Yes Bruce has captured a lot of what made Steve who he was along with other contributions - such a Wickedly Dry Yorkshire Wit that I could probably design a beer label for it. I met him sometime in the early 90's and in the last year in particular we mailed each other regularly as I followed his decline and frustration at GP's. I've put some of it down here in Pt.2 as aside from the trials he was suffering not just from his ailments but the lack of concern from GP's (including refused referrals that he felt were purely down to cost) it also shows that despite it all, his humour was still shining through.
*
He was continually scathing of GP's in his final year and their lack of logic in dealing effectively with his case besides the referral issue, along with unthinking hospital lapses in anticipating when he would need supplies of drugs that he had not been told were not available at specific times.
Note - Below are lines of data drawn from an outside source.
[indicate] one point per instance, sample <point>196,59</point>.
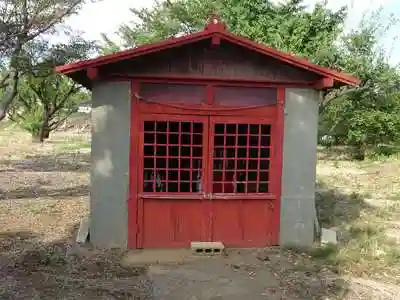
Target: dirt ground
<point>44,195</point>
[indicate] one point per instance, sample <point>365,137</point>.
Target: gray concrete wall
<point>110,164</point>
<point>299,167</point>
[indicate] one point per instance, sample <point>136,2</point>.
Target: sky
<point>106,16</point>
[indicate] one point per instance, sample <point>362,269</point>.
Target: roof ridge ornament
<point>214,23</point>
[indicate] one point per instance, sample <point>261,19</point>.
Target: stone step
<point>207,248</point>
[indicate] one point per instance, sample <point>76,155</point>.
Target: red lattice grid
<point>241,158</point>
<point>173,156</point>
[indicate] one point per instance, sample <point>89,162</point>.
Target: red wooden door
<point>204,179</point>
<point>241,188</point>
<point>173,209</point>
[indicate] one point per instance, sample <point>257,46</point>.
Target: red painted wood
<point>203,35</point>
<point>243,223</point>
<point>173,223</point>
<point>173,220</point>
<point>215,41</point>
<point>93,73</point>
<point>214,81</point>
<point>279,135</point>
<point>133,172</point>
<point>325,82</point>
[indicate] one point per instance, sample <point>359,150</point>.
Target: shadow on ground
<point>32,269</point>
<point>335,207</point>
<point>335,153</point>
<point>63,162</point>
<point>36,191</point>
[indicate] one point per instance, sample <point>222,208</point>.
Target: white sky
<point>106,16</point>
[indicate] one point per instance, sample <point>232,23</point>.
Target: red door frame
<point>276,111</point>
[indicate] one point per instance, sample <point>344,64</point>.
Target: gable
<point>200,59</point>
<point>232,57</point>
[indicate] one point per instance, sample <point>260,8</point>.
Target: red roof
<point>213,29</point>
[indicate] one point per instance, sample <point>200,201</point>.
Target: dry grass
<point>359,200</point>
<point>44,195</point>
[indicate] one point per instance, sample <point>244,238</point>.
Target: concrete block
<point>328,236</point>
<point>83,231</point>
<point>207,247</point>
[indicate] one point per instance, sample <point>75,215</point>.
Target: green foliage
<point>31,120</point>
<point>367,117</point>
<point>364,117</point>
<point>44,98</point>
<point>287,26</point>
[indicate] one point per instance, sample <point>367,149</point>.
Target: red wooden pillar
<point>280,124</point>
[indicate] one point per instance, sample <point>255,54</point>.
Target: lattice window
<point>241,158</point>
<point>245,96</point>
<point>173,157</point>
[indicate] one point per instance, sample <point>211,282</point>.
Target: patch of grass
<point>74,145</point>
<point>395,197</point>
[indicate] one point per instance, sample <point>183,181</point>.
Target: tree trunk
<point>10,93</point>
<point>36,138</point>
<point>44,132</point>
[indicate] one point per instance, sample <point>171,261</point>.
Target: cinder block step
<point>83,232</point>
<point>207,248</point>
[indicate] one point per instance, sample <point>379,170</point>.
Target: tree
<point>44,98</point>
<point>362,116</point>
<point>368,116</point>
<point>288,27</point>
<point>21,22</point>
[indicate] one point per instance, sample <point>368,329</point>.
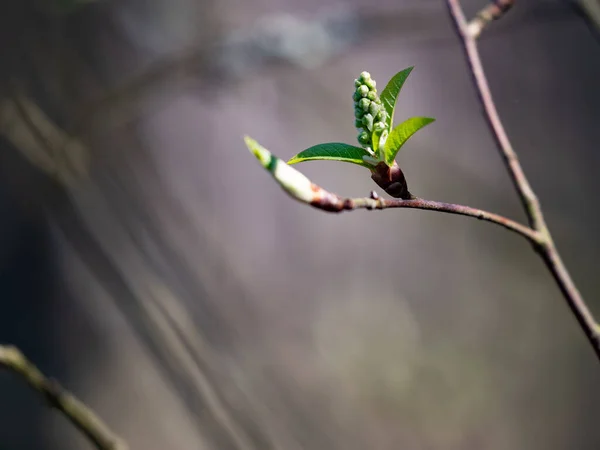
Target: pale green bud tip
<point>368,121</point>
<point>292,181</point>
<point>364,138</point>
<point>261,153</point>
<point>373,108</point>
<point>378,127</point>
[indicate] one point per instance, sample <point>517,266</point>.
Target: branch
<point>302,189</point>
<point>546,247</point>
<point>78,413</point>
<point>491,12</point>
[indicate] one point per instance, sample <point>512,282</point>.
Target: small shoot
<point>379,141</point>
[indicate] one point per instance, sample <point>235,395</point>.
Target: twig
<point>491,12</point>
<point>78,413</point>
<point>302,189</point>
<point>546,247</point>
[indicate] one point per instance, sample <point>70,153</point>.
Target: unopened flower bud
<point>373,108</point>
<point>363,90</point>
<point>370,83</point>
<point>378,127</point>
<point>364,138</point>
<point>368,121</point>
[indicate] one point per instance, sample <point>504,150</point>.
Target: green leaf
<point>390,94</point>
<point>291,180</point>
<point>401,134</point>
<point>333,151</point>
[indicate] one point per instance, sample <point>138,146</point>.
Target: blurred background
<point>152,266</point>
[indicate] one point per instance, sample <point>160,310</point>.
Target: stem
<point>332,203</point>
<point>546,247</point>
<point>78,413</point>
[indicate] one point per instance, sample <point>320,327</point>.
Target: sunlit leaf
<point>390,94</point>
<point>401,134</point>
<point>333,151</point>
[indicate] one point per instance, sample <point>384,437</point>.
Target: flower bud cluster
<point>370,115</point>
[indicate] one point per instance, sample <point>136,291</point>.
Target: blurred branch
<point>77,412</point>
<point>545,247</point>
<point>488,14</point>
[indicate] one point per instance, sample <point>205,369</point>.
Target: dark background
<point>151,265</point>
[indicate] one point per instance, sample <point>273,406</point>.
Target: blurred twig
<point>74,410</point>
<point>545,247</point>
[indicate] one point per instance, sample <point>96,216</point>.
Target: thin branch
<point>546,247</point>
<point>78,413</point>
<point>488,14</point>
<point>302,189</point>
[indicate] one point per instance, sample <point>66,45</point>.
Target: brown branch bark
<point>302,189</point>
<point>546,247</point>
<point>74,410</point>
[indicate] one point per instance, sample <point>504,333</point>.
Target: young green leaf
<point>390,94</point>
<point>333,151</point>
<point>290,179</point>
<point>401,134</point>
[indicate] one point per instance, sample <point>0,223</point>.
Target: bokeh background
<point>152,266</point>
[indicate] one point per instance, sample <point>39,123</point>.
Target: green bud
<point>364,138</point>
<point>368,121</point>
<point>378,127</point>
<point>373,108</point>
<point>364,103</point>
<point>371,84</point>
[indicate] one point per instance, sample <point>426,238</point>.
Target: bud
<point>367,109</point>
<point>373,108</point>
<point>364,138</point>
<point>368,121</point>
<point>378,127</point>
<point>363,90</point>
<point>370,83</point>
<point>391,180</point>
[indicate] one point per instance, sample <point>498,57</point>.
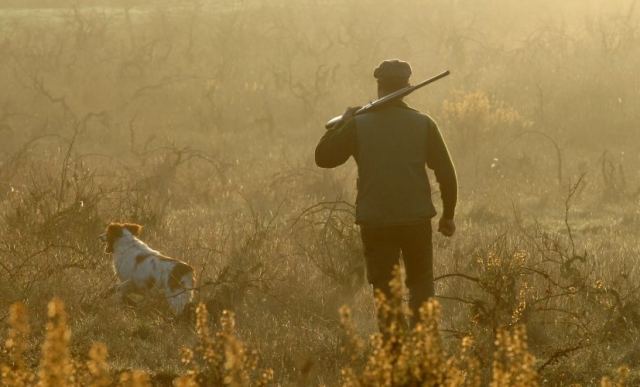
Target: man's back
<point>391,152</point>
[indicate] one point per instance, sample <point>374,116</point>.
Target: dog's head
<point>116,231</point>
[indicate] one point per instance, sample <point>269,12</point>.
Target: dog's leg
<point>123,289</point>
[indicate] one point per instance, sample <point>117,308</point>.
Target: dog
<point>141,268</point>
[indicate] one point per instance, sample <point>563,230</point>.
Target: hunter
<point>392,146</point>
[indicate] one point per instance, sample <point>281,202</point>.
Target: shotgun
<point>387,98</point>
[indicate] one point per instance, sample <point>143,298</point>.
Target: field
<point>198,120</point>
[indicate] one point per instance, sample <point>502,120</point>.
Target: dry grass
<point>199,122</point>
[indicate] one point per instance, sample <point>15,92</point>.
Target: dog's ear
<point>134,229</point>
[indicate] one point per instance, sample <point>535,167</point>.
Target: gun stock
<point>388,98</point>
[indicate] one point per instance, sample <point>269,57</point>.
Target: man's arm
<point>338,144</point>
<point>439,160</point>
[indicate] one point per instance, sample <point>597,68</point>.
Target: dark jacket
<point>392,147</point>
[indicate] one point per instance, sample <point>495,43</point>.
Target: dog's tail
<point>182,294</point>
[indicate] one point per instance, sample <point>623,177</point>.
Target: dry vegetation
<point>198,120</point>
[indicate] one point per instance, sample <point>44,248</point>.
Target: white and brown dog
<point>140,268</point>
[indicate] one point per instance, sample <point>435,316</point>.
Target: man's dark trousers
<point>382,248</point>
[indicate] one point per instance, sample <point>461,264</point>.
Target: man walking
<point>392,145</point>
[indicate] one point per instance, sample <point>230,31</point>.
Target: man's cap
<point>393,68</point>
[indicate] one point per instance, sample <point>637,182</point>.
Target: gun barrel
<point>388,98</point>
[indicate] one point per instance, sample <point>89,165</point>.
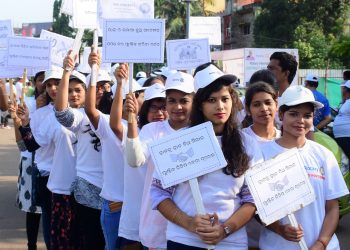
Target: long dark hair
<point>232,146</point>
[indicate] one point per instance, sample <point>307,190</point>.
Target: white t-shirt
<point>134,179</point>
<point>39,123</point>
<point>63,171</point>
<point>253,227</point>
<point>112,161</point>
<point>220,194</point>
<point>152,223</point>
<point>328,184</point>
<point>31,104</point>
<point>341,124</point>
<point>89,160</point>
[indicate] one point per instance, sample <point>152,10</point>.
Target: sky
<point>26,11</point>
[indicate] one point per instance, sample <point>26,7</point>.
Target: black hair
<point>106,102</point>
<point>232,146</point>
<point>264,75</point>
<point>145,109</point>
<point>346,75</point>
<point>286,62</point>
<point>149,80</point>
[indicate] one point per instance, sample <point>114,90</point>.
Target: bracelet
<point>174,215</point>
<point>323,244</point>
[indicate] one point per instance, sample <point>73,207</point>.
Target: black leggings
<point>171,245</point>
<point>89,228</point>
<point>32,228</point>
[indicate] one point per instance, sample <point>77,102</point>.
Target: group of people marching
<point>95,182</point>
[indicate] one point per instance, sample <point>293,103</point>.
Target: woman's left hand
<point>212,234</point>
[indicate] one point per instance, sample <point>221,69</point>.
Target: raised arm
<point>3,96</point>
<point>117,105</point>
<point>61,102</point>
<point>90,101</point>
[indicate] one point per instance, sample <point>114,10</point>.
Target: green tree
<point>61,21</point>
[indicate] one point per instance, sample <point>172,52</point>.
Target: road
<point>12,220</point>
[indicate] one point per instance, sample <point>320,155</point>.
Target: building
<point>238,23</point>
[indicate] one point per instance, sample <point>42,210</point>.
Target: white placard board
<point>67,7</point>
<point>29,52</point>
<point>258,58</point>
<point>186,54</point>
<point>8,72</point>
<point>206,27</point>
<point>6,30</point>
<point>126,9</point>
<point>187,154</point>
<point>133,40</point>
<point>84,65</point>
<point>85,14</point>
<point>59,46</point>
<point>280,186</point>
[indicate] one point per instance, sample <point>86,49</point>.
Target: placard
<point>133,40</point>
<point>280,186</point>
<point>206,27</point>
<point>6,30</point>
<point>67,7</point>
<point>85,14</point>
<point>187,154</point>
<point>59,46</point>
<point>29,52</point>
<point>187,54</point>
<point>84,65</point>
<point>126,9</point>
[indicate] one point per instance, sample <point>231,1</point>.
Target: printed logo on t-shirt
<point>315,172</point>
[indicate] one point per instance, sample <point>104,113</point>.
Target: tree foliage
<point>311,26</point>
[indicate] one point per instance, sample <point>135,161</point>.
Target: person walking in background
<point>341,125</point>
<point>322,116</point>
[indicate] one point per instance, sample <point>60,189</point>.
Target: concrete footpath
<point>12,220</point>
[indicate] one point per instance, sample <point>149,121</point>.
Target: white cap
<point>311,78</point>
<point>297,94</point>
<point>155,91</point>
<point>141,74</point>
<point>208,75</point>
<point>77,75</point>
<point>346,84</point>
<point>180,81</point>
<point>53,73</point>
<point>142,81</point>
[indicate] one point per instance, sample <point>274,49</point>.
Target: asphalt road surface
<point>12,220</point>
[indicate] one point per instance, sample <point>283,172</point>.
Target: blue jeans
<point>110,226</point>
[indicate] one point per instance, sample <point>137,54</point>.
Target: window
<point>245,28</point>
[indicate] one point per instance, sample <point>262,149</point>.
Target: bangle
<point>323,244</point>
<point>174,215</point>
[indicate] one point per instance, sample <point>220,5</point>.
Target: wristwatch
<point>227,230</point>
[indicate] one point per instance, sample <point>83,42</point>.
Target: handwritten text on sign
<point>280,186</point>
<point>5,31</point>
<point>29,52</point>
<point>59,46</point>
<point>133,40</point>
<point>187,154</point>
<point>187,53</point>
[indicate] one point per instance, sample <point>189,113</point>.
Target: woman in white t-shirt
<point>89,176</point>
<point>341,125</point>
<point>225,195</point>
<point>318,221</point>
<point>179,94</point>
<point>261,106</point>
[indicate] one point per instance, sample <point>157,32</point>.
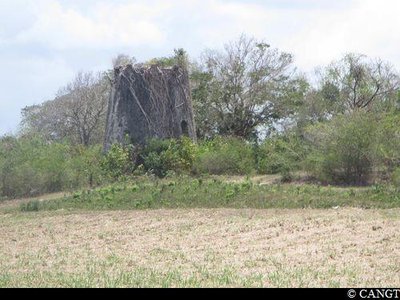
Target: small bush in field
<point>162,157</point>
<point>281,154</point>
<point>230,156</point>
<point>118,161</point>
<point>343,149</point>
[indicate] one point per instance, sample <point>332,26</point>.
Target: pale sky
<point>43,43</point>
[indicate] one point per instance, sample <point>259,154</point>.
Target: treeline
<point>255,113</point>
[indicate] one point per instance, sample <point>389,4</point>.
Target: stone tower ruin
<point>149,102</point>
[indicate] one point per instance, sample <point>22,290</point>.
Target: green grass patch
<point>186,192</point>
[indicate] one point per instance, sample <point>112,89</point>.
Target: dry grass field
<point>345,247</point>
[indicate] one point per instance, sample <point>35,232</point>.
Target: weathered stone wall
<point>149,102</point>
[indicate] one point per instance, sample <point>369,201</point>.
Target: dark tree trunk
<point>148,103</point>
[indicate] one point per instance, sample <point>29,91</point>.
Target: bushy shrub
<point>161,156</point>
<point>30,166</point>
<point>84,166</point>
<point>230,156</point>
<point>343,149</point>
<point>118,162</point>
<point>281,154</point>
<point>387,146</point>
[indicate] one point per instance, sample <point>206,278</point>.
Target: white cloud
<point>49,40</point>
<point>106,25</point>
<point>367,26</point>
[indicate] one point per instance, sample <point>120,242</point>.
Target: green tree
<point>243,87</point>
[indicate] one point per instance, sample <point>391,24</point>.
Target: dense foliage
<point>255,113</point>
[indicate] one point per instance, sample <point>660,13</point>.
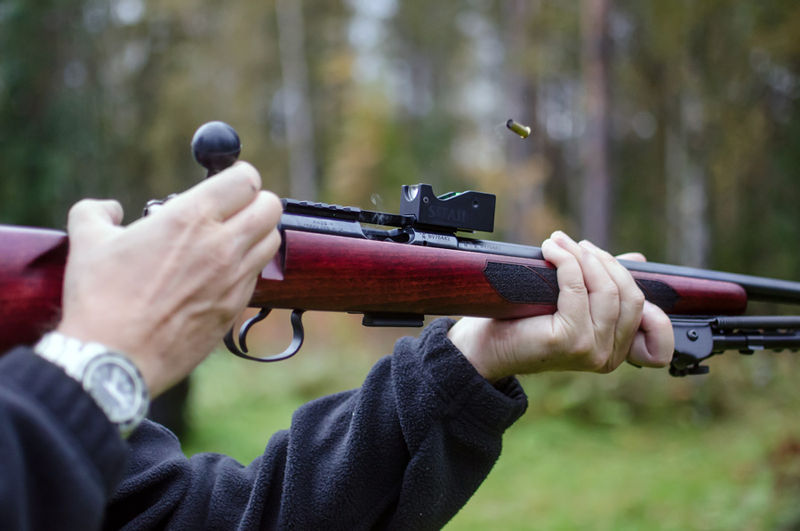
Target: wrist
<point>109,377</point>
<point>467,338</point>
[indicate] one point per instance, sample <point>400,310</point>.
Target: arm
<point>409,448</point>
<point>406,450</point>
<point>61,456</point>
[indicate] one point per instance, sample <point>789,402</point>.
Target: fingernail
<point>562,238</point>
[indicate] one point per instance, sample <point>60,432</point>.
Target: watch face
<point>115,386</point>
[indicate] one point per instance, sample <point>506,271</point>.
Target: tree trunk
<point>595,142</point>
<point>296,100</point>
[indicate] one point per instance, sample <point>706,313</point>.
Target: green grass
<point>590,453</point>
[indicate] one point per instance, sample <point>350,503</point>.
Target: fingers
<point>256,221</point>
<point>616,313</point>
<point>222,195</point>
<point>654,344</point>
<point>632,257</point>
<point>631,300</point>
<point>92,219</point>
<point>573,304</point>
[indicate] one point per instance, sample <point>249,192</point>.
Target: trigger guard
<point>298,335</point>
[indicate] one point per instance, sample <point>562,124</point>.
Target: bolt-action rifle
<point>395,269</point>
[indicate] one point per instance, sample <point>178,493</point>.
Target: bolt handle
<point>216,146</point>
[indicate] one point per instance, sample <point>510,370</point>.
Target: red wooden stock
<point>335,273</point>
<point>31,274</point>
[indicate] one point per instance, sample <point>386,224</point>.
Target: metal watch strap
<point>75,356</point>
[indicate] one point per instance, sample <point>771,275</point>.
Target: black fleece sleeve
<point>405,451</point>
<point>60,456</point>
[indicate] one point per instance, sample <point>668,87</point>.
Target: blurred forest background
<point>667,127</point>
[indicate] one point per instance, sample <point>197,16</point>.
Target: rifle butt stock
<point>333,273</point>
<point>31,275</point>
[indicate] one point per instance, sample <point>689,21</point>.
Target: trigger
<point>298,335</point>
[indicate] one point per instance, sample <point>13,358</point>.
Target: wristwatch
<point>110,378</point>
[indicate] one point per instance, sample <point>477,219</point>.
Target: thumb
<point>93,220</point>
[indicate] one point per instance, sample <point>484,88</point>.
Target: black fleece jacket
<point>404,451</point>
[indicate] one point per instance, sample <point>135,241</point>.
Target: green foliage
<point>633,450</point>
<point>101,99</point>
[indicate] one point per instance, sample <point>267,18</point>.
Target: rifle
<point>395,269</point>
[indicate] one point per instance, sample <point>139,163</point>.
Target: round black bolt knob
<point>216,146</point>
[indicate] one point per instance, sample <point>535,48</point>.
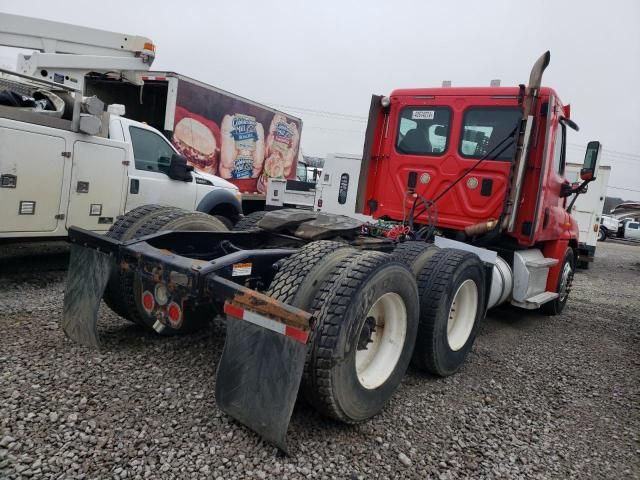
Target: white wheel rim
<point>462,315</point>
<point>376,363</point>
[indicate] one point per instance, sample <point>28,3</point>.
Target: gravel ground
<point>539,397</point>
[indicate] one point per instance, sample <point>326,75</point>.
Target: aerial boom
<point>65,53</point>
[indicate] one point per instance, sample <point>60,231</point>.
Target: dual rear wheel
<point>375,314</point>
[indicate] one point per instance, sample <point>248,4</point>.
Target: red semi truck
<point>471,184</point>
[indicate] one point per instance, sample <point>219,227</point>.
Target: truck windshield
<point>484,128</point>
<point>423,130</point>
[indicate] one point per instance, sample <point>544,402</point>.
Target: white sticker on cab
<point>241,269</point>
<point>422,115</point>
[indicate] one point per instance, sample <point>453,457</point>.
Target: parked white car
<point>608,227</point>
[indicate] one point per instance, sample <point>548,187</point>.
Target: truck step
<point>536,301</point>
<point>542,263</point>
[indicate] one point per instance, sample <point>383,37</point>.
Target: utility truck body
<point>220,133</point>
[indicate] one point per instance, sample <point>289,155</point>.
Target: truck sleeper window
<point>423,130</point>
<point>150,151</point>
<point>484,128</point>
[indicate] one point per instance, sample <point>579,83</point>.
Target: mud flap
<point>87,278</point>
<point>259,376</point>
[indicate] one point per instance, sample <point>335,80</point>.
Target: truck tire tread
<point>434,286</point>
<point>330,305</point>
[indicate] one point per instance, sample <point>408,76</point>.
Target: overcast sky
<point>322,58</point>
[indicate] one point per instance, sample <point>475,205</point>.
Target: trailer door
<point>31,180</point>
<point>98,179</point>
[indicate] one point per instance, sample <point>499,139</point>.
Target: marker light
<point>174,313</point>
<point>162,295</point>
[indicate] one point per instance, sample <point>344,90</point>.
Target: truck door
<point>148,180</point>
<point>98,181</point>
<point>31,180</point>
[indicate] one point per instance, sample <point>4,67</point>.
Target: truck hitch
<point>260,370</point>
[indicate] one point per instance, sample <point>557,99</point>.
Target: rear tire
<point>249,222</point>
<point>452,296</point>
<point>369,296</point>
<point>563,287</point>
<point>227,222</point>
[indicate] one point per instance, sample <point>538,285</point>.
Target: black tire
<point>125,228</point>
<point>556,306</point>
<point>249,222</point>
<point>438,284</point>
<point>341,307</point>
<point>227,222</point>
<point>602,234</point>
<point>415,254</point>
<point>299,276</point>
<point>130,284</point>
<point>299,279</point>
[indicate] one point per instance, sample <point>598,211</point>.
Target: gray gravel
<point>540,397</point>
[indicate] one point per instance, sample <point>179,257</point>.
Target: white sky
<point>330,56</point>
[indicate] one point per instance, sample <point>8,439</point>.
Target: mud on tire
<point>125,228</point>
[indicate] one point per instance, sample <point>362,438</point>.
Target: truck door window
<point>423,130</point>
<point>301,172</point>
<point>559,149</point>
<point>484,131</point>
<point>151,152</point>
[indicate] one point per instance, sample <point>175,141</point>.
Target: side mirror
<point>591,162</point>
<point>179,170</point>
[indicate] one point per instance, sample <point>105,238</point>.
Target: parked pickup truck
<point>53,175</point>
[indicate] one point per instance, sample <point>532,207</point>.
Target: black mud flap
<point>258,378</point>
<point>87,278</point>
In the end I told him to be a bit more forceful, horrified after he told me of two evenings when one GP said while standing in the doorway (after he had waited a considerable time) that he hoped it wouldn't take too long as he had other things on, while another almost made him say 'You just want to get home and have dinner don't you, palming me off with more ineffective antibiotics that I don't need'.
*
Towards the end I told him that he had to give up BAPC and just stay with AeroVenture for his health - as you will see further on, the travelling alone was wearing him down as he couldn't do long distances and careful planing was needed - especially when his car started giving similar terminal problems and he had to start using public transport.
*
Time will only confirm more markedly what an indispensable person he was to BAPC, and to people also. He threw himself into many things and seemed never happier than wandering around aeroboots dispensing updates, Yorkshire wit and painfully accurate impersonations of people who had raised his ire including one source who had treated him disgracefully with mean and ungrateful machinations. One in particular was my personal favourite and he seemed to find his forte at AV, working in the shop there while dealing with his BAPC duties and everything else that life threw in the way of his health. It was selfish of me perhaps, that despite everything I knew of his health along with*his spiralling condition at hospital, I still expected him to pull through.
*
There is a GR3 at Elvington that his initiative fostered along with later bits added, and he has made a mark that will be remembered in preservation. He was also instrumental in saving the former LAHC Vulcan CDT after the VTTST proved unwilling to pick the item up themselves and the first sale fell through. After I mentioned this to him he swung into action with BAPC contacts and between them and VTTST we worked to make pick up and delivery arrangements ourselves along with payments, ensuring that it was saved and passed on.
*
I was told originally by my original VTTST contact at Finningley that 6 months would be needed to build a stand for the item (the oldest piece of Vulcan built, made before the prototype flew) but it had to go from its Surrey location fast, and AeroVenture kindly took it on re temporary storage. Much time later it was still there however and I'm not sure if it is in fact still there today. Many other people will know something of Steve's positive effects on preservation too I'm sure.
*
He was pleased to get some Harrier cockpit parts from me around 5 years ago at knockdown price and told me he had secreted them away in his loft for a future project while a BAe manual followed later, he was very pleased though when around 3 years ago I bought a cache of German 72nd scale bombers (yes, they're in the loft but they were just so nice). Beautifully painted by a deceased model maker that had left his collection with NAM to raise some funds, I duly presented him with a favourite of his which was a FW189? (the one with the cockpit on one wing and the engine on the other), but on mailing him shots of the other models I was surprised at his knowledge of them all - he had specialist Luftwaffe books also along with other reference and could always be relied on to sort an aviation query or ID a plane which was suspect.